Disclaimer: This post is based on my own experiences and research - it’s possible I got some details wrong. Feel free to correct me on anything if you have extra historical context!

When I think of Atlassian, I envision a B2B SaaS powerhouse that somehow stayed (comparatively) under my radar most of my career. Despite being around for 20-plus years, it didn’t infiltrate my daily workflows as much as you might expect for a company of its stature. Sure, I would see Jira tickets at previous jobs or occasionally spin up a free Bitbucket repo in college. But those moments were few and far between.

At Airbnb, we used Jira to keep track of infrastructure fires - everything from urgent server issues to recurring tasks.

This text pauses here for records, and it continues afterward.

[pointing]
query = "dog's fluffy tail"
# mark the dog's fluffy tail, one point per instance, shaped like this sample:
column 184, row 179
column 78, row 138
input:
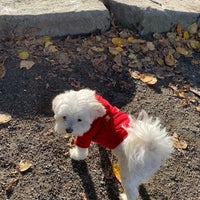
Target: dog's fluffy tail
column 147, row 143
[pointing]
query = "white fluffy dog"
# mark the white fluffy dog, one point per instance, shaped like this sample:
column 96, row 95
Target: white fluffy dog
column 139, row 144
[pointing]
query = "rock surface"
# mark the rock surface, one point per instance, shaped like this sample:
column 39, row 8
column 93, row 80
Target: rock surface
column 52, row 18
column 75, row 17
column 154, row 16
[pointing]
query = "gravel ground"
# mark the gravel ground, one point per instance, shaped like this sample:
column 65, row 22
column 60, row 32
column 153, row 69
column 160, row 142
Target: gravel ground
column 26, row 94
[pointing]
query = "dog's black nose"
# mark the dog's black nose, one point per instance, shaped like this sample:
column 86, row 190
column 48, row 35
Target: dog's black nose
column 69, row 130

In theory, that system would have kept our entire team in sync. In practice, we were moving so fast that a lot of tickets were either skipped or closed retroactively after we’d already solved the problem. On the version control side, when I was a broke college student, Bitbucket caught my attention simply because it let me have a private Git (originally Mercurial) repo for free. That was a lifesaver for group projects and side gigs - otherwise I would’ve had to pay GitHub for private repos at the time.

For me, Atlassian was always a bit like a giant in the corner - clearly huge and successful, but not always at the forefront of my personal toolset. And yet, nearly every large enterprise I’ve encountered has some piece of the Atlassian stack. So, how did it become this quiet yet colossal force in software collaboration?